Regia di Kristina Grozeva, Petar Valchanov vedi scheda film
Tzanko (Denolyubov), un ferroviere bulgaro, balbuziente e decisamente male in arnese, trova casualmente sulle rotaie una grandissima quantità di denaro, fuoriuscita da chissà dove. Senza neppure esitare, ne informa le autorità. Per questo gesto di encomiabile onestà viene ricompensato pubblicamente dal ministro dei trasporti, che gli regala un orologio. Per infilarlo al polso, Tzanko è costretto a dare in affidamento momentaneamente il suo Glory (la marca che è anche il titolo del film), un ricordo del padre con tanto di dedica incisa, a una giornalista rampante (Gosheva), arrogante, una iena insopportabile e isterica che sta seguendo una procedura per la fecondazione assistita (una sottotrama un po' troppo sottolineata). Il ferroviere vorrebbe soltanto riavere indietro il suo orologio e invece si trova invischiato, suo malgrado, in una vicenda kafkiana che lo porterà alla prigione per avere denunciato pubblicamente il silenzio del ministro dei trasporti sui continui furti di nafta che si verificano nelle ferrovie di stato.

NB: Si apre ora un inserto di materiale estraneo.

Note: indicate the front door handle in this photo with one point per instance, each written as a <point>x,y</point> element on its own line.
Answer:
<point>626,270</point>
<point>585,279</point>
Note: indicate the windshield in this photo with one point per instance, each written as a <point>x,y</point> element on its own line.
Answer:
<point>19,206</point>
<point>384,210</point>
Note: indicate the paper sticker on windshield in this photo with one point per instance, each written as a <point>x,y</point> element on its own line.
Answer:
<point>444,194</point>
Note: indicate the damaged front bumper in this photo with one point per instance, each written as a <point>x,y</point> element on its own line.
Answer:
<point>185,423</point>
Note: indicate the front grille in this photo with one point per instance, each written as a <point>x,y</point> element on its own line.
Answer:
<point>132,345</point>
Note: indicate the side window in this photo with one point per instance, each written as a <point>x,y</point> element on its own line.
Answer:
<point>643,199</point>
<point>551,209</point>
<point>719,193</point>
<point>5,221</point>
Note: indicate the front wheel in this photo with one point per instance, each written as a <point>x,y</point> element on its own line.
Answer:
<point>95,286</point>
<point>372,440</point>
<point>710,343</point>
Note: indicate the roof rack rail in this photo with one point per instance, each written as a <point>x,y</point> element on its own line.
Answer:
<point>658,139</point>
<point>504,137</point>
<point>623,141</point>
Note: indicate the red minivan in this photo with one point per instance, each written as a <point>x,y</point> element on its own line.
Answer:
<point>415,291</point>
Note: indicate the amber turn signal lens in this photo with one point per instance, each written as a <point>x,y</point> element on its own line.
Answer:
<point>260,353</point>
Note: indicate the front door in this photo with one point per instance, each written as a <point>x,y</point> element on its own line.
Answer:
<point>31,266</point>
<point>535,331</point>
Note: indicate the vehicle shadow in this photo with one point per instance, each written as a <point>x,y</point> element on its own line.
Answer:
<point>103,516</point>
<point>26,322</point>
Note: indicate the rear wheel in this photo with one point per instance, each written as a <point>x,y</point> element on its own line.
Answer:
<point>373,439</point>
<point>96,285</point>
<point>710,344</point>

Apologo amarissimo, sconsolato e senza happy end sull'impossibilità non solo di essere deboli, diversi, male attrezzati, ma persino normali, onesti, limpidi. La regia riesce a far sentire tutta la puzza di zolfo lasciata dai regimi comunisti, come se il giornalismo fosse ancora un'estensione della Pravda e il Moloch del potere costituito dalla caduta del muro di Berlino a oggi non fosse arretrato di un solo millimetro, a tutto svantaggio degli ultimi. Un esempio di cinema civile come potrebbero farne Loach o i Dardenne, che pecca soltanto nel tratteggio eccessivamente manicheo dei personaggi e nel proporre un proprio teorema senza lasciare aperto alcuno spiraglio per soluzioni narrative un po' più spiazzanti.